In John 5, some Jews tried to stone Jesus because He claimed that God was His Father thereby making Himself equal with God (John 5:18). In John 8 again some took up stones to kill Him as He claimed that before Abraham was I AM, which was a clear reference to His divinity (John 8:58; cf. Exodus 3:14). It is hardly surprising then that in John 10 a similar reaction is evoked. Their grievance was that He was a Man claiming to be God. What was the reality? His works proved who He was, which He carried out in His Father’s name. He was actually God taking the form of a Man and He was and is fully God and fully Man. He is a God that is great but also humble, majestic yet knowable, mighty, though accessible.
I am the Son of God
Since they accused Him of blasphemy and claiming to be God, He drew their attention to Psalm 82 which is a plea for biblical justice. Since the judges referred to as “gods” (Elohim) acted unjustly they would die like men and the Judge of the whole earth would judge them. His response to their objection requires insight regarding the Rabbinic methods of argument common in discussions.[i] When the term “gods” is used in Psalm 82:1, 6 it relates to human judges and by no means speaks of a divine nature in man.[ii]
So why did Jesus refer to that Scripture and what point was He making? Messianic commentators have been able to provide vital insight regarding Yeshua’s “Kal Vahomer” argument. Kal Vahomer is the first of Rabbi Hillel’s seven rules.
David Stern in his “Jewish New Testament” commentary states:
“Yeshua’s wordplay implies a rabbinic-style kal v’ chomer argument (Mt 6:30N): if humans who do evil works as they “judge unjustly” are Elohim, how much more is Yeshua, who does good works (vv.25, 32-33,37-38) Elohim; and if “all of you are sons of the Most High,” how much more does the description “Son of God” apply to Yeshua.[iii]
Again Jesus appealed to His earlier argument that if they did not believe His works (which were evident) then they should not believe in Him. However, if they believed the works that He did then they may know and believe that the Father is in Him and He is in the Father. Walvoord and Zuck note, “Jesus now completed His argument. Since the inerrant Bible called their judges “gods” the Jews could not logically accuse Him of blasphemy for calling Himself God’s Son since He was under divine orders (set apart) and on God’s mission (sent into the world).[iv]
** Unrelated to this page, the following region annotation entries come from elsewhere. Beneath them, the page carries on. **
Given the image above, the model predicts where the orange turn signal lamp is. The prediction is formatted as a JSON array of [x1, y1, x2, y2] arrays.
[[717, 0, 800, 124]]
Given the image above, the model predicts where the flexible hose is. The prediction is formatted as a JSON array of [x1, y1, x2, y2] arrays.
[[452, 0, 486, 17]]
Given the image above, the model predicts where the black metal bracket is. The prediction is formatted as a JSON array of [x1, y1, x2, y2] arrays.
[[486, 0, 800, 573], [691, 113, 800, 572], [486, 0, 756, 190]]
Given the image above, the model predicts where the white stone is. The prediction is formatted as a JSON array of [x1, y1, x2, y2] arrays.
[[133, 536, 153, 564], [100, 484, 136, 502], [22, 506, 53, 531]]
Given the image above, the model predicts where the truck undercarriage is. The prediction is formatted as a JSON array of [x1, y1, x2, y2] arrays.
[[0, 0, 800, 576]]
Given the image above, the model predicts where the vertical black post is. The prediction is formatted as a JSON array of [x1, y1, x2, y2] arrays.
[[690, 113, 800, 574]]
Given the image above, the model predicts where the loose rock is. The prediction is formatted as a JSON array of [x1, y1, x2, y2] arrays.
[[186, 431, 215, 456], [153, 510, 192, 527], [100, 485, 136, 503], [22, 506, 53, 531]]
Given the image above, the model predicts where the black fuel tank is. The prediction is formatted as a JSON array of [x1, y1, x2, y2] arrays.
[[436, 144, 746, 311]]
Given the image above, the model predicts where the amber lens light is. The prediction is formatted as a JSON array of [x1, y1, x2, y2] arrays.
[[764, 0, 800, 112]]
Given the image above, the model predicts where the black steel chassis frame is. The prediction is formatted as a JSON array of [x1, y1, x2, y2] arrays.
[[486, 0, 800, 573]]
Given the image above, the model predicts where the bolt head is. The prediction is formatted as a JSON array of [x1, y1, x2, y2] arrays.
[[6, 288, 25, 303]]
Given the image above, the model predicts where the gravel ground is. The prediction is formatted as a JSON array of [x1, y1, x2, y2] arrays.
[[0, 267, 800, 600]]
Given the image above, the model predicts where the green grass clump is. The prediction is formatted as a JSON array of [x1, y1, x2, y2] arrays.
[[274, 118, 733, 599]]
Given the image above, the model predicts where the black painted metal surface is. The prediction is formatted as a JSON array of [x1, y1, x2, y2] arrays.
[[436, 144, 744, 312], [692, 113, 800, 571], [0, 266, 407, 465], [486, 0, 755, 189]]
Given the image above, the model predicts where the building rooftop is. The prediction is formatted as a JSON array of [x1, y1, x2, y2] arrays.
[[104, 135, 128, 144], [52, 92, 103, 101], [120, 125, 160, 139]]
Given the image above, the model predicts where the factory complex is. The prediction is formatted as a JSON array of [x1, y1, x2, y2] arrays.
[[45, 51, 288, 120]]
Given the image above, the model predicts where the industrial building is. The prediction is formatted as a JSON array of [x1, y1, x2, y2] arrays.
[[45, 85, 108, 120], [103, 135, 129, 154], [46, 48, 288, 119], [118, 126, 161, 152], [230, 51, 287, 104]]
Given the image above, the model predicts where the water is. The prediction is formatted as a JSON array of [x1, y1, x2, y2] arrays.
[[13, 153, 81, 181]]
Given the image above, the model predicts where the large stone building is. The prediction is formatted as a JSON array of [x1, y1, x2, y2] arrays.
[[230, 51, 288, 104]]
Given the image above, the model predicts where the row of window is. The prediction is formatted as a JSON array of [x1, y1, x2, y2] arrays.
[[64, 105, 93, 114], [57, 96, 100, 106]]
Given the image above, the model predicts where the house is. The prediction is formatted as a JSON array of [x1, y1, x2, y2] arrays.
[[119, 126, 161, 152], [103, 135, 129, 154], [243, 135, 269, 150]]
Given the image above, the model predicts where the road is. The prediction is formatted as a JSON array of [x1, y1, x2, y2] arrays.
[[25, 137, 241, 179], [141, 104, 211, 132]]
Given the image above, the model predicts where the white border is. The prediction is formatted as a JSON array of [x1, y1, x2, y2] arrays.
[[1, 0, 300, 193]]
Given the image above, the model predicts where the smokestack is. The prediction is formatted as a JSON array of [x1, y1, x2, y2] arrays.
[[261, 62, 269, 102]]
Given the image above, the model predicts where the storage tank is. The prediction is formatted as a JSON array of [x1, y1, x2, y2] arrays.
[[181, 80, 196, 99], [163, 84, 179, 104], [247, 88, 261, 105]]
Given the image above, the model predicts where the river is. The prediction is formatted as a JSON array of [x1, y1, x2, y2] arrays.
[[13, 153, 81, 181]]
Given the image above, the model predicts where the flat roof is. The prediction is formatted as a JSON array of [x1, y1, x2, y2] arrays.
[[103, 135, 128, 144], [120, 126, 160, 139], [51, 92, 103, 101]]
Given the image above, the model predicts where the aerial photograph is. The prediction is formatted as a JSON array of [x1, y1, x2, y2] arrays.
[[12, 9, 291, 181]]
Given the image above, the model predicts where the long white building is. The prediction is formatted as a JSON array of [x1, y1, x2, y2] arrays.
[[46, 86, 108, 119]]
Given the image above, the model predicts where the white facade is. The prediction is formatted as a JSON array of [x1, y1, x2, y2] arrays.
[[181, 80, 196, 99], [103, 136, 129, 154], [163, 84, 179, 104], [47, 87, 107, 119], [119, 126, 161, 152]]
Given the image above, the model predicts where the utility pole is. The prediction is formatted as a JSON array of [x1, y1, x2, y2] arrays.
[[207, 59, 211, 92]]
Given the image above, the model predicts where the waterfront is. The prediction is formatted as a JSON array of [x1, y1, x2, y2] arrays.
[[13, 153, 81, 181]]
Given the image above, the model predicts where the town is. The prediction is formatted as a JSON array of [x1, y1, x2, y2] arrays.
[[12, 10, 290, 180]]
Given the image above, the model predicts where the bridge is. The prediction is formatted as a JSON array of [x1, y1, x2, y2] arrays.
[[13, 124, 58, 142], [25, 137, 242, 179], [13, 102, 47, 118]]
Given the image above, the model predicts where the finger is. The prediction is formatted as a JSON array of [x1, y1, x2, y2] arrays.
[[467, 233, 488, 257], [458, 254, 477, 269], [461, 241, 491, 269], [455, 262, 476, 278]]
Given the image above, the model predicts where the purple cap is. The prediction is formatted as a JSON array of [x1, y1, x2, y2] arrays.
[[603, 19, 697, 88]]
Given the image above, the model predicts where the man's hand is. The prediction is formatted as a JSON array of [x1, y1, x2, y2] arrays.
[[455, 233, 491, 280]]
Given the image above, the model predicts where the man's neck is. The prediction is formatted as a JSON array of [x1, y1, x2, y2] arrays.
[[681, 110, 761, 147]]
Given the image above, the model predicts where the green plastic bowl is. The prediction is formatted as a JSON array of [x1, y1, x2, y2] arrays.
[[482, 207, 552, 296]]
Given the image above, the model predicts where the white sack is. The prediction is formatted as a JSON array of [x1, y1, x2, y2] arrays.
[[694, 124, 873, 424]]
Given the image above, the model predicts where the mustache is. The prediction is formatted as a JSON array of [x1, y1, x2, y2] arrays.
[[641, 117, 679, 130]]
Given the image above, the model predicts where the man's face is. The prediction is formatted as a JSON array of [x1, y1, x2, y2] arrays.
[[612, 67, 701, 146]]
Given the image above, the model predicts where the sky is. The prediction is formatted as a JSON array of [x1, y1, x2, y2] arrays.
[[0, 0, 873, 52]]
Beyond the Jordan Many Believed in Him There
Sadly, the reaction at the end of the discussion was the same as it was part way through since some sought to seize Him but He escaped out of their hand. Jesus then went beyond the Jordan to where John was first baptising. Interestingly those who heard him there recognised that although John performed no sign, all the things John spoke concerning Yeshua were true. Consequently many believed in Him there.
In this passage we have seen that Jesus claimed that He and His Father were one, that He is the Son of God and that He is God. Both His works and His teaching are incomparable. Some rejected Him and others received Him. Jesus is the most famous Jewish person and the most worshipped Person ever, but who are you following and in whom do you trust? Do you believe in Him and will you follow Him?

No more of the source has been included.